Il y a pas mal de guitares parce que j’ai repris l’instrument. Sur scène, ça me fait du bien de ne pas avoir juste le micro, le focus seulement sur la voix. Le texte est assez central, mais avoir des moments instrumentaux, ça me plaisait bien, j’y trouve plus de liberté. Les guitares sont parfois samplées. Ça peut être les miennes, mais d’autres aussi. On puise dans notre banque de sons, mais la plupart du temps, on en refait des nouvelles. Il y a un sample de Jesus Lizard, mais il n’y en a pas des masses!

Avec les Young Gods, on s’attend plutôt à un mur du son. Mais du côté de la voix, on sent une sorte de libération dans cet album…

Au bout de quarante ans, j’ai commencé à apprendre à chanter.

Sérieusement, on sent une volonté de mettre la voix en avant.

Du moment que tu ouvres la gueule et que tu as quelque chose à dire, il vaut mieux le faire bien. Ma voix est plus proche, mais plus intimiste. Elle n’est pas en colère, elle a son truc. Elle est bien présente. Elle n’est pas cachée, il y a moins d’effet. C’est un mélange d’immédiateté et de travail sur plusieurs périodes. Mais au niveau de la voix – et du reste –, on a quand même essayé de garder l’impulsion de départ, de rester un peu brut.

Rester brut… ou brutal?

On va dans des endroits assez profonds. J’estime que ce n’est pas une musique sombre, mais elle peut parfois déranger les gens. Du coup, ils pensent que c’est sombre parce qu’ils n’aiment pas être dérangés. Mais pour moi, c’est plutôt une grosse lumière ou une boule de feu. Donc il y a une violence, mais pas d’agressivité. Notre musique n’est pas faite pour faire mal aux gens.

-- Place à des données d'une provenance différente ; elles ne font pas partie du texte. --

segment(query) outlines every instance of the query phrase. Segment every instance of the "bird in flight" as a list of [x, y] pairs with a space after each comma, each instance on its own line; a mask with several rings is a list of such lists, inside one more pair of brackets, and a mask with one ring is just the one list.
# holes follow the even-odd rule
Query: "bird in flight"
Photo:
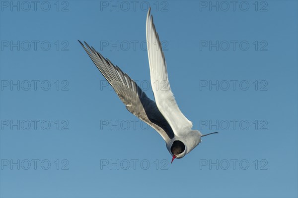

«Appear Disappear», The Young Gods, Two Gentlemen. La tournée commence au Bad Bonn Kilbi (4 sept.) puis à l’Usine de Genève (16 oct.). www.younggods.com

The Young Gods en dates

1984 Premier concert de Franz Treichler et Cesare Pizzi pour un Nouvel-An alternatif à Genève. 1985 Concerts des Young Gods avec Frank Bagnoud à la batterie. 1987 «The Young Gods», album de l’année pour le Melody Maker. 1989 «L’eau rouge», avec Urs Hiestand à la batterie. 1991 «The Young Gods play Kurt Weill». Al Comet a remplacé Pizzi. 1992 «TV Sky», plus gros succès du groupe qui veut s’imposer aux États-Unis. 2000 Après le retour en Suisse, «Second Nature». Bernard Trontin à la batterie. 2004 «Music for Artificial Clouds», album ambient. 2011 Le groupe est en suspens: Al Comet en «congé sabbatique». 2012 Retour de Cesar Pizzi. 2019 «Data Mirage Tangram». 2022 «Play Terry Riley In C», leur lecture de l’œuvre du compositeur minimaliste américain.